Alternatively, preprocess different splits of the NOTR dataset by providing the split file:

# preprocess the static split
python preprocess.py \
    --data_root data/waymo/raw/ \
    --target_dir data/waymo/processed \
    --split training \
    --process_keys images lidar calib pose dynamic_masks \
    --workers 16 \
    --split_file data/waymo_splits/static32.txt # change to dynamic32.txt or diverse56.txt to preprocess different splits

Troubleshooting: if you encounter TypeError: 'numpy._DTypeMeta' object is not subscriptable, use pip install numpy==1.26.1 and ignore the warnings.
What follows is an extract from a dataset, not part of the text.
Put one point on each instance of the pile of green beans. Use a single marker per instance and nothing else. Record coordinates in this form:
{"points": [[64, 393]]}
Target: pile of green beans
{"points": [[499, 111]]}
This command performs the following tasks:

  • Extract camera poses, images, LiDAR data, calibration matrices, dynamic masks and point cloud flows from the raw dataset.
  • Stores the extracted data in the data/waymo/processed directory.

Data Components

After preprocessing, the dataset will be organized into the following components:

  • Images: All frame images named as {timestep:03d}_{cam_id}.jpg, where cam_id is 0, 1, 2, 3, 4 for FRONT, FRONT_LEFT, FRONT_RIGHT, SIDE_LEFT, SIDE_RIGHT cameras respectively.
  • Ego Poses: - Ego Poses: Each file is named {timestep:03d}.txt and contains a 4x4 ego to world transformation matrix.
  • Camera Intrinsics: Each file is named {cam_id}.txt and contains a 1d array of [f_u, f_v, c_u, c_v, k{1, 2}, p{1, 2}, k{3}].
  • Camera Extrinsics: Each file is named {cam_id}.txt and contains a 4x4 camera to ego transformation matrix, i.e., frame.context.camera_calibrations.extrinsic.transform from the Waymo Open Dataset.
  • Lidar Data: Each file is named {timestep:03d}.bin and contains an Nx14 array with:
    • Origins (3 dims): Origins of LiDAR rays in the ego-vehicle coordinate system.
    • Points (3 dims): (x, y, z) coordinates of LiDAR points in the ego-vehicle coordinate system.
    • Flows (4 dims): Flow vectors (dx, dy, dz, flow_class). Refer to lines 676-682 of datasets/waymo_preprocess.py for flow_class definition. Used for evaluating the flow prediction performance.
    • Ground Labels (1 dim): the ground labels of all LiDAR points. 1 means ground and 0 means non-ground. This is used for training neural scene flow priors, which is not used in EmerNeRF.
    • Intensities (1 dim): Intensity values of LiDAR points.
    • Elongations (1 dim): Elongations of LiDAR points.
    • Laser_ids (1 dim): Laser IDs of LiDAR points with 0: TOP, 1: FRONT, 2: SIDE_LEFT, 3: SIDE_RIGHT, 4: REAR.
  • Dynamic Mask: Binary mask images named {timestep:03d}_{cam_id}.png to indicate the dynamic regions in the scene. 1 means dynamic and 0 means static. These are obtained by filtering ground truth 2D object bounding boxes by excluding the bounding boxes with velocity less than 1m/s, so as to include meaningful moving objects without introducing too much background noise. This is used for evaluation, which will not be used during training.
  • Sky Mask: Binary mask images named {timestep:03d}_{cam_id}.png to indicate the sky regions in the scene. 1 means sky and 0 means non-sky.

Directory Structure

The organized dataset will follow this directory structure:

data/waymo/processed
├── training
│   ├── SCENE_ID
│   │   ├── dynamic_masks      # Dynamic masks: `{timestep:03d}_{cam_id}.png`
│   │   ├── ego_pose           # Ego vehicle poses: `{timestep:03d}.txt`
│   │   ├── extrinsics         # Camera extrinsics: `{cam_id}.txt`
│   │   ├── images             # Images: `{timestep:03d}_{cam_id}.jpg`
│   │   ├── intrinsics         # Camera intrinsics: `{cam_id}.txt`
│   │   ├── lidar              # LiDAR data: `{timestep:03d}.bin`
│   │   ├── sky_masks          # Sky masks: we don't use here
│   │   ├── FEATURE_NAME       # Features: `{timestep:03d}_{cam_id}.npy` 
│   │   └── occ3d              # 3D semantic occupancy grids: `{timestep:03d}.npz` or `{timestep:03d}_04.npz`

Note that the FEATURE_NAME folder will be generated when call the training script.